第8話 毒入りのお茶会
「初めまして、春鈴様。永蘭と申します」
「朱蓮です。以後、お見知りおきを」
春鈴が案内された部屋に向かうと、そこには椅子に深く腰掛けている永蘭と朱蓮の姿があった。
高そうな生地を使っている着物は、春鈴が着ている着物の数倍はするんじゃないかというほど綺麗なもので、高貴な生まれそうな顔立ちとよく合っていた。
やっぱり、九嬪ってこういう感じの人たちだよね。
自分が着ている着物も後宮入りが決まってから、お父さんが無理をして買った悪くないものだが、それでも良い所のお嬢さんには負けてしまう。
私は今さら自分が場違いにいるのだなと思いながら、近くにあった椅子に腰を下ろした。
そして、春鈴は机に置かれていたお茶やお菓子に目を向けて、それらが夢で見た物であることを確認して、小さく頷いていた。
うん、特に異変はないようだ。
夢の中と配置や物が違っていたら最悪逃げ出そうと思っていたが、どうやら夢の中と同じらしい。
そんなことを考えて少しだけ長く机の上を見つめていたせいか、それに気づいた永蘭と朱蓮は顔を合わせて春鈴を小ばかにするような笑みを浮かべていた。
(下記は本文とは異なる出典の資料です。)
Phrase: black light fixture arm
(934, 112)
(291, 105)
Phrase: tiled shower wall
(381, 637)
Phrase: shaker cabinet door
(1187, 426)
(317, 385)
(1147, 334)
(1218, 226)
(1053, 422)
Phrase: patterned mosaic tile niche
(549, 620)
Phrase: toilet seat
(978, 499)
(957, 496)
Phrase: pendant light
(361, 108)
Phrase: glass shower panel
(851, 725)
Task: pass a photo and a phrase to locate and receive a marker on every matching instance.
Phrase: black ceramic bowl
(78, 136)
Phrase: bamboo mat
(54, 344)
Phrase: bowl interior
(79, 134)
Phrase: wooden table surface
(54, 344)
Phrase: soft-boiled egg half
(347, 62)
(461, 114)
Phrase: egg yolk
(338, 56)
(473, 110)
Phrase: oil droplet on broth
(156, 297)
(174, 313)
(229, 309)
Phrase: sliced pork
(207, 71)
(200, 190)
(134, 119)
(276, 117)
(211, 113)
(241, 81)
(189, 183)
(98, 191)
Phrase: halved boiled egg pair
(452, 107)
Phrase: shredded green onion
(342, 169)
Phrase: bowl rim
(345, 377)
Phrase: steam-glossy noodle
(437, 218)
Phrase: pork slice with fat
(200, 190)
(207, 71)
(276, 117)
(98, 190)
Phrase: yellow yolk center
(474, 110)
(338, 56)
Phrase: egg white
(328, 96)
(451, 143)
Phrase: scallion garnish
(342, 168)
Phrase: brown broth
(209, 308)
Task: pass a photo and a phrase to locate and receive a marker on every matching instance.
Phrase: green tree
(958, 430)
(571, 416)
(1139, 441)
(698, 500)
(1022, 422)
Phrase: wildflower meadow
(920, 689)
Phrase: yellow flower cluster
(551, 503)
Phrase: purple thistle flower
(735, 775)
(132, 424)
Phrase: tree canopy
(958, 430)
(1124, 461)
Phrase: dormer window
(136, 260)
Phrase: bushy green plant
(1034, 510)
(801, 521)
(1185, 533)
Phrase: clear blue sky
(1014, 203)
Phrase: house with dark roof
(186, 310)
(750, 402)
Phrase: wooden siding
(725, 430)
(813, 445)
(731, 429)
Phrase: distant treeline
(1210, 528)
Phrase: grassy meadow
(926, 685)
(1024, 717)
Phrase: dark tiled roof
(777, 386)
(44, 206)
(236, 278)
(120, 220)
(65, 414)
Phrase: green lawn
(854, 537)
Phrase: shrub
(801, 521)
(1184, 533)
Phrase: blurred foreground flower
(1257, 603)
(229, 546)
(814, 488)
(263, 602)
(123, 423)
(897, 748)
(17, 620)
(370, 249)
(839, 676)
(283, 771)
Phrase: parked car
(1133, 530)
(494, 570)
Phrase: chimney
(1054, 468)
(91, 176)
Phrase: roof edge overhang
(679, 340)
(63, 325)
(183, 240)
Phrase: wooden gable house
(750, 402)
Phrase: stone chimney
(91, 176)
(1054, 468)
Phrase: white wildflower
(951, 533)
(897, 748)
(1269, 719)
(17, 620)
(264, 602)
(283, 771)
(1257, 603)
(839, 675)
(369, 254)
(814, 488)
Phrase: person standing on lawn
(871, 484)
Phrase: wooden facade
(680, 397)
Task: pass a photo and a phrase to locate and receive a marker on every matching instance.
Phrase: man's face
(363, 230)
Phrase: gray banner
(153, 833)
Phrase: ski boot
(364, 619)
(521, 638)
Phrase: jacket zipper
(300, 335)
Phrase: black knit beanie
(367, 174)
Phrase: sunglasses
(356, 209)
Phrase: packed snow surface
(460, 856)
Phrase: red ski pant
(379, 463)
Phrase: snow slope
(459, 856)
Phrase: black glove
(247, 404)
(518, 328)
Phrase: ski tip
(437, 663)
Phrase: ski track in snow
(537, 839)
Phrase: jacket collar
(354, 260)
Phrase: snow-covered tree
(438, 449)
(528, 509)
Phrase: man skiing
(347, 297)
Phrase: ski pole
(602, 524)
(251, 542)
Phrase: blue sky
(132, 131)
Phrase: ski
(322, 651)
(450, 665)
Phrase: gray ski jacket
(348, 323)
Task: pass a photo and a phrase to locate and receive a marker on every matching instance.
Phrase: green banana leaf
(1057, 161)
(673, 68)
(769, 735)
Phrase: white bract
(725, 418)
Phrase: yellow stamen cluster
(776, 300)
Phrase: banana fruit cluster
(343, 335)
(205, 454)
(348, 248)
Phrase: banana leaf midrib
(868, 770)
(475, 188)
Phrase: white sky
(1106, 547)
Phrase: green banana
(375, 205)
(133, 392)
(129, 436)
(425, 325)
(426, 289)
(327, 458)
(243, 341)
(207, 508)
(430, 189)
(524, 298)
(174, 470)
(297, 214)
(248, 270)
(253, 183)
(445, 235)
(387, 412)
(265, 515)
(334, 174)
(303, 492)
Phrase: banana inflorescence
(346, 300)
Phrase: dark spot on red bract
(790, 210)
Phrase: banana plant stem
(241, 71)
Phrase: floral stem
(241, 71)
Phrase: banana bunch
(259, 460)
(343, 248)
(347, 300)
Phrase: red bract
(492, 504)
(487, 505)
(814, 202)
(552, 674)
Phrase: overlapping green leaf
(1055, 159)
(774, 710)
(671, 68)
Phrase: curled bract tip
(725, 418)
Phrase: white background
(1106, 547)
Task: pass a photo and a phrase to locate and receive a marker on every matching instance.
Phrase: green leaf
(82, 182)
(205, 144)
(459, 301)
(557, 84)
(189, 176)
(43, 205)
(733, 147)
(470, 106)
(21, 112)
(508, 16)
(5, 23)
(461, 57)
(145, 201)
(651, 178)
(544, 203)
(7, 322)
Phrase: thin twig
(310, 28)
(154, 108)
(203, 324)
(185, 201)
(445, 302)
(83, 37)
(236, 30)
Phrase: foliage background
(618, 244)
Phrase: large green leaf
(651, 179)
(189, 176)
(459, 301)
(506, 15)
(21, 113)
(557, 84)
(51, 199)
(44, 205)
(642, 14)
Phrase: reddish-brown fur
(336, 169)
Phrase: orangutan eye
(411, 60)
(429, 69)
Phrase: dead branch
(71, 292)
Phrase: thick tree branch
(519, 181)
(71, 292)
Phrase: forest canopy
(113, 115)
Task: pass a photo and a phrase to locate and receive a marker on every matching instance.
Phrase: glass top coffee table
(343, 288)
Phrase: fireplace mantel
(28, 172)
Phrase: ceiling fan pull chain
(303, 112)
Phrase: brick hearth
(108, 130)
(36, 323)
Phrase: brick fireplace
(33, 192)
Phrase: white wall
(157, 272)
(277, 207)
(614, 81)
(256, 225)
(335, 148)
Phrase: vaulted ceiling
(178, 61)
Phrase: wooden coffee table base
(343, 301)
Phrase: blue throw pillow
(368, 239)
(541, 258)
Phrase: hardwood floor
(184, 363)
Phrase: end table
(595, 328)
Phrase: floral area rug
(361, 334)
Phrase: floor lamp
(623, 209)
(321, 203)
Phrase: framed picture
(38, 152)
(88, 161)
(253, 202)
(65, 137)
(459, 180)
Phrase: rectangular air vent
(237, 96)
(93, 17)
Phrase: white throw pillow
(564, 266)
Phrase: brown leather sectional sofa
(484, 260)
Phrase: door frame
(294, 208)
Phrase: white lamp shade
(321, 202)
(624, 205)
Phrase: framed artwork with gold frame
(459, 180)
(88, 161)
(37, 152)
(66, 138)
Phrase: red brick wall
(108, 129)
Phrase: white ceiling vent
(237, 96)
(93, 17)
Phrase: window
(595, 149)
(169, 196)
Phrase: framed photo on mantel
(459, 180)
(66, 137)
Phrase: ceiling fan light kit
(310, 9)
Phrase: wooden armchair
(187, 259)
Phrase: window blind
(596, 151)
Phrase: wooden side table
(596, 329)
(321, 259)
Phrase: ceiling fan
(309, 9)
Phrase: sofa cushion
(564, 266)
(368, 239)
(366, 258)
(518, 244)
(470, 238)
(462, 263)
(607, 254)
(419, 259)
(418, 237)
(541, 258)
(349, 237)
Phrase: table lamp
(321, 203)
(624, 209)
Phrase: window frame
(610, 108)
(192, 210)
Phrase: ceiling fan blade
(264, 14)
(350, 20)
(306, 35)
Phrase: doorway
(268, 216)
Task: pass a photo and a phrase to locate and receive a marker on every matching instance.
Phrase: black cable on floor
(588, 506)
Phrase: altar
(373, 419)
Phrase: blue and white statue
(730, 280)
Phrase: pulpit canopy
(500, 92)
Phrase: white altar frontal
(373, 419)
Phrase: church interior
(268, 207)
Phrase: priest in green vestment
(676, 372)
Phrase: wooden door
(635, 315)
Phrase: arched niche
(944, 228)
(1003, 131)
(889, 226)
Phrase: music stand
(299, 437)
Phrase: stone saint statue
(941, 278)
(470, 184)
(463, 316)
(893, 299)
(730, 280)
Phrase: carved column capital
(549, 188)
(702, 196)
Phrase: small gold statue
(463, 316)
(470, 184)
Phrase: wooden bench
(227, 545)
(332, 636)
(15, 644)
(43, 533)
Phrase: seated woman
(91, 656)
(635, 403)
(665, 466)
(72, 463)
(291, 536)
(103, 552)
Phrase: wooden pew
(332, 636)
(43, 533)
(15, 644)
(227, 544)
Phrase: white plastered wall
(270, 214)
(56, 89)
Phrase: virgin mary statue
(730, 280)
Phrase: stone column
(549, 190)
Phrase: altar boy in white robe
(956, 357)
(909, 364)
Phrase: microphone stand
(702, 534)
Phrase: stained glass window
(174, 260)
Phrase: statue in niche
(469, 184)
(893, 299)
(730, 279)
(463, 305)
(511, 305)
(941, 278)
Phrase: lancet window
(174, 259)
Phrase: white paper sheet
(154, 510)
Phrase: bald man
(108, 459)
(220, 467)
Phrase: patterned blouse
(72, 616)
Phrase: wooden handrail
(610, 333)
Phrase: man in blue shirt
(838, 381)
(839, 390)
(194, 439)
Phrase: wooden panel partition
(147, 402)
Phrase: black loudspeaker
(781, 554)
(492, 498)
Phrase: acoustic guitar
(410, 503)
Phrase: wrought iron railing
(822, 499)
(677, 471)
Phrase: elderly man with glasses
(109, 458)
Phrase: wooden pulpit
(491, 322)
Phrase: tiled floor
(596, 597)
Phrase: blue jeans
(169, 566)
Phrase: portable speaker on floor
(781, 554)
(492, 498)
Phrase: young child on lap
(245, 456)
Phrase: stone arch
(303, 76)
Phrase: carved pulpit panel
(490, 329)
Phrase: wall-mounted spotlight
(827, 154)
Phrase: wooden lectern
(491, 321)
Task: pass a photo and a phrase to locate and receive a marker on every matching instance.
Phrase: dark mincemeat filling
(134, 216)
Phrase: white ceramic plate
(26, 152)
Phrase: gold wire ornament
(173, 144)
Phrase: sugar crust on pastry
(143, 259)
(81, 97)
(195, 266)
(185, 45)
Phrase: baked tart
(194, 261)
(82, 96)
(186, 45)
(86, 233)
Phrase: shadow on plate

「もしかして、春鈴は鴛鴦酥を初めてお食べになるのかしら?」
「さすがにそんなことは、ないですよね?」
くすくすと笑うようにしながら春鈴に向けられた目は、春鈴を馬鹿にするものだった。
鴛鴦酥という食べ物は、パイ生地の中に餡が入っているような茶菓子だ。
春鈴も商家の娘。裕福な家庭という訳ではないが、稀に貰いものをすることもあって、鴛鴦酥を口にしたことだってある。
「そうですね。これほど高価そうな鴛鴦酥は初めてかもしれません」
それでも、後宮で扱われているような高い茶菓子を食べたことがない春鈴は、素直にそんな言葉を返していた。
基本的に食べ物も着物も後宮で扱うものは一級品が多い。それも、お茶会をやるとなればそれなりの物を用意しなければならない。
そうでなくては、これから嘲笑う相手に逆に嘲笑われてしまう。
例え食べなくても、安物を使うようなことはプライドが許さないのだろう。
そんなことを考える春鈴の顔を見て、永蘭と朱蓮は勝ち誇ったような愉快な笑みを浮かべていた。
「まぁ、高級品だなんて大袈裟ですわ。ただの鴛鴦酥ですのに」
「人によって高級品かどうかは違うのかもしれませんね。ねぇ、春鈴様」
二人の機嫌が良くなったのを確認して、急須を手にした侍女が机の前にやって来た。そして、用意してあった湯呑に湯気の出ているお茶を注いでいった。
「こちらのお茶も高級品かもしれませんね、春鈴様にとっては」
「それでは、いただきましょうか。春鈴様」
二人は侍女がお茶を入れ終わった後、香りを少し楽しんでからお茶を口に運んだ。
これ見よがしにお茶を飲む姿は、春鈴にそこに毒が入っていないことを証明するかのようだった。
「春鈴様もお飲みになって」
「いえ、私は遠慮しておきます」
春鈴は短くそう言うと、湯呑の下に置かれていた茶托の部分を持ってそれをテーブルの奥に移動させた。
「これ、毒が入っているので」
春鈴が当たり前のようにさらりと言うと、先程まで愉快そうな笑みを浮かべていた二人の表情がぴしりと固まった。